Death and Taxes
With Tax Day (Observed) in the US tomorrow on Tuesday (even the IRS gets confused), I felt like a link to Death and Taxes: A Visual Guide to Where Your Federal Tax Dollars Go would be in order. This beautiful information graphic breaks spending down into all the 'small' things that tax money is spent on, from the FCC to the Army Corps of Engineers. A zoomable interface similar to Google Maps makes it possible to explore this huge graph. As Terry Yoo likes to say, the government's a big place! - and this graph gives you an idea just how much there is.
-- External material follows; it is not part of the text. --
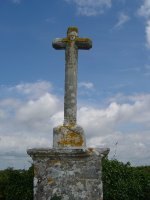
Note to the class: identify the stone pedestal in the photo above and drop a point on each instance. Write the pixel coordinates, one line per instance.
(71, 174)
The numbers in this graph are mind-boggling. Many of the smallest items are in the dozens or hundreds of millons, the bigger ones go into the hundred billions. These numbers are beyond what we can actually imagine. In response to the recent sale of DoubleClick to Google for a mere 3.1 billion dollars, somebody on slashdot made an interesting comparison:
Let's say they paid in $100 bills. That's 31,000,000 bills. Say each pack of 10 bills weighs 1 gram. That's 3,100,000 grams, or 3,100kg. That's about the weight of a car. In $100 bills. Conservatively.
That's actually a fairly heavy car, and probably more like two cars if you're thinking of compacts. Now make that the weight of about 600 sedans for the entire federal budget. That's a lot of money, a lot of power, and a lot of potential pay-off for the right kind of lobbying.
And lest this posting be misunderstood as libertarian or anti-government, let me quote Oliver Wendell Holmes, who said that taxes are what we pay for a civilized society. As I am preparing my tax returns (on the last day, as usual), I couldn't agree more.
Posted by Robert Kosara on April 15, 2007.